The outbreak of a novel coronavirus SARS-CoV-2 responsible for the COVID-19 pandemic has caused a worldwide public health emergency. Due to the constantly evolving nature of the coronaviruses, SARS-CoV-2-mediated alterations on post-transcriptional gene regulations across human tissues remain elusive. In this study, we analyzed publicly available genomic datasets to systematically dissect the crosstalk and dysregulation of the human post-transcriptional regulatory networks governed by RNA-binding proteins (RBPs) and micro-RNAs (miRs) due to SARS-CoV-2 infection. We uncovered that 13 out of 29 SARS-CoV-2-encoded proteins directly interacted with 51 human RBPs, of which the majority of them were abundantly expressed in gonadal tissues and immune cells. We further performed a functional analysis of differentially expressed genes in mock-treated versus SARS-CoV-2-infected lung cells that revealed enrichment for the immune response, cytokine-mediated signaling, and metabolism-associated genes. This study also characterized the alternative splicing events in SARS-CoV-2-infected cells compared to the control, demonstrating that skipped exons and mutually exclusive exons were the most abundant events that potentially contributed to differential outcomes in response to the viral infection. A motif enrichment analysis on the RNA genomic sequence of SARS-CoV-2 clearly revealed the enrichment for RBPs such as SRSFs, PCBPs, ELAVs, and HNRNPs, suggesting the sponging of RBPs by the SARS-CoV-2 genome.
Figure 1. Protein-protein interaction network analysis suggests a direct interaction of human RNA-binding proteins (RBPs) with SARS-CoV-2 viral proteins (A) An integrated SARS-CoV-2—human RBP interaction network. We obtained the mass spectrometry (MS)-based SARS-CoV-2 viral protein to the human protein interaction network established in HEK293 cells and integrated with first-neighbor-interacting RBPs (obtained from BioGRID—https://thebiogrid.org). (B) Protein abundance of SARS-CoV-2-interacting RBPs across human tissues. Expression data was obtained from the human protein map and row normalized. SARS-CoV-2 proteins were color-coded and highlighted in the network.

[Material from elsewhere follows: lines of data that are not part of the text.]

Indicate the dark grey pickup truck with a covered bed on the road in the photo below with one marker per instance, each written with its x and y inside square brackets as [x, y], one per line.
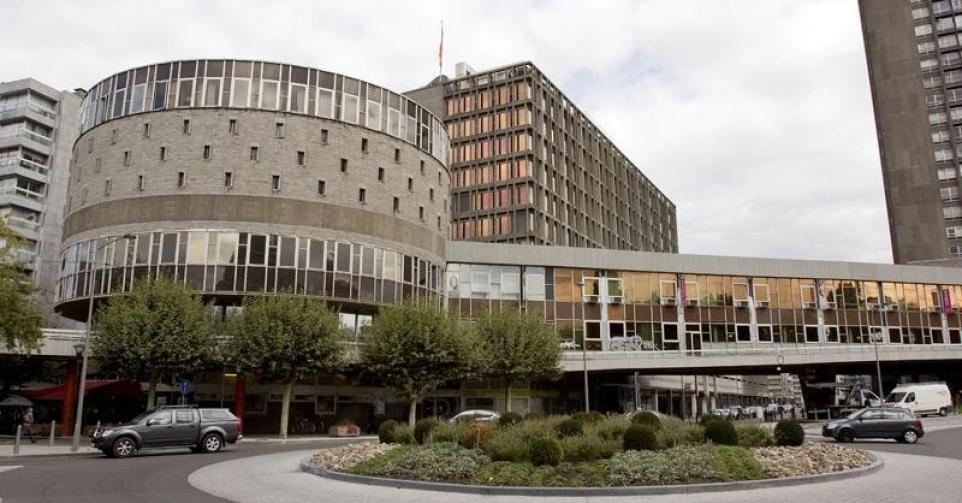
[203, 430]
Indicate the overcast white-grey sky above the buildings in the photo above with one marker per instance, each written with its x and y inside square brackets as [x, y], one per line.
[754, 118]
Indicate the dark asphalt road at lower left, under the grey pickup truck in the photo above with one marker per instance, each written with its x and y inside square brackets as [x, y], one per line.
[151, 476]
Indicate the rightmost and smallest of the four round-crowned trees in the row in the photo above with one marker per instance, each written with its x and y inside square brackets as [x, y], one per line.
[517, 347]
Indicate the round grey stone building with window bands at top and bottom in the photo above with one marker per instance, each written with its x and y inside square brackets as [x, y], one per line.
[245, 177]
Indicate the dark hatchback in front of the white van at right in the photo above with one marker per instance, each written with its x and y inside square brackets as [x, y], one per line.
[898, 424]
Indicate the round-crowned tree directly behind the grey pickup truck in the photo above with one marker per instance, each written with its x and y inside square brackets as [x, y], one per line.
[159, 329]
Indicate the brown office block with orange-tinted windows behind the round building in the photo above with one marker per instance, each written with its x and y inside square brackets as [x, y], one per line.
[527, 166]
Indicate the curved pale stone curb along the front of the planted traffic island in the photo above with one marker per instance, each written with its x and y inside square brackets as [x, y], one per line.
[592, 491]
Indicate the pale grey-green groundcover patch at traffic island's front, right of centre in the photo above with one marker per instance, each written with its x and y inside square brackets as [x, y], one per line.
[674, 466]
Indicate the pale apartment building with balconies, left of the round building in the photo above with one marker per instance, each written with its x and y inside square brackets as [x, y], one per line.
[38, 126]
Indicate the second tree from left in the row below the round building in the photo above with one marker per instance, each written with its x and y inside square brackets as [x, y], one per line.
[285, 338]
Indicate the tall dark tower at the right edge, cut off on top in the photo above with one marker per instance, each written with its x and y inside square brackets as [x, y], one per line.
[915, 69]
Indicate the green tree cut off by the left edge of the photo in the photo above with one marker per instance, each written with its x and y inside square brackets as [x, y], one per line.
[20, 318]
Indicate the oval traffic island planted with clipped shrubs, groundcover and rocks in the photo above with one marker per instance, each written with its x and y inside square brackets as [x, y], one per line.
[590, 454]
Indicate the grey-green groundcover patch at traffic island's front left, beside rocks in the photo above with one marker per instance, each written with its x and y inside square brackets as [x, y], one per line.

Figure 2. Differential expression analysis of mock-treated vs. SARS-CoV-2-infected primary human lung epithelial cells. (A) Bar plot illustrating the significant pathways obtained from the Gene Ontology (GO) term-based functional grouping of Differentially Expressed Genes (DEGs) at 5% False Discovery Rate (FDR) using ClueGO analysis (Cytoscape plugin) (B) Row normalized expression profile of differentially expressed RBPs in mock-treated and SARS-CoV-2-infected primary human lung epithelial cells (in biological triplicates). NHBE: normal vs. SARS-CoV-2-infected human bronchial epithelial cells.

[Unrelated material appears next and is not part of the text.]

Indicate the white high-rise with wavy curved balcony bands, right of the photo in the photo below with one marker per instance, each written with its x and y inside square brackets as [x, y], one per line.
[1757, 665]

Figure 3. Alternative splicing events during SARS-CoV-2 infection. (A) Bar plot showing the genes (RBP-encoding genes in blue) exhibiting alternative splicing during SARS-CoV-2 infection in primary human lung epithelial cells (at 5% FDR). (B) Clustered GO term network obtained from the function annotation analysis and grouping of the GO term for the genes exhibiting alternative splicing using ClueGO (Cytoscape plugin). Significant clustering (adj. p < 1 × 10−5) of functional groups were color-coded by functional annotation of the enriched GO biological processes, with the size of the nodes indicating the level of significant association of genes per GO term were shown.
Figure 4. Motif enrichment analysis reveals potential human RBPs titrated by the SARS-CoV-2 viral genome. (A) Violin plot shows the statistically significant (p < 1 × 10−5) preferential binding profile of the RBP motifs (sorted by frequency of binding and greater than 10 sites) across the SARS-CoV-2 viral genome (length normalized) identified using FIMO. (B) Hierarchically clustered heatmap showing the protein abundance (row normalized) of RBPs across tissues.
Figure 5. SARS-CoV-2 genome titrates the abundance of functionally important micro-RNAs (miRs) in human tissue. (A) Violin plot shows the statistically significant (p < 1 × 10−5) preferential binding profile of miR motifs (sorted by frequency of binding >15 sites) across the SARS-CoV-2 viral genome (length normalized) identified using FIMO. (B) Hierarchically clustered heatmap showing the log10 expression (Copies Per Million mapped reads (CPM), row normalized) of miRs across the tissues. (C) Bar plot illustrating the significant biological processes obtained from the gene ontology enrichment-based functional grouping of miR target genes (obtained from miRNet). Significant clustering (adj. p < 1 × 10−10) of genes enriched in GO biological processes generated by ClueGO analysis (Cytoscape plugin).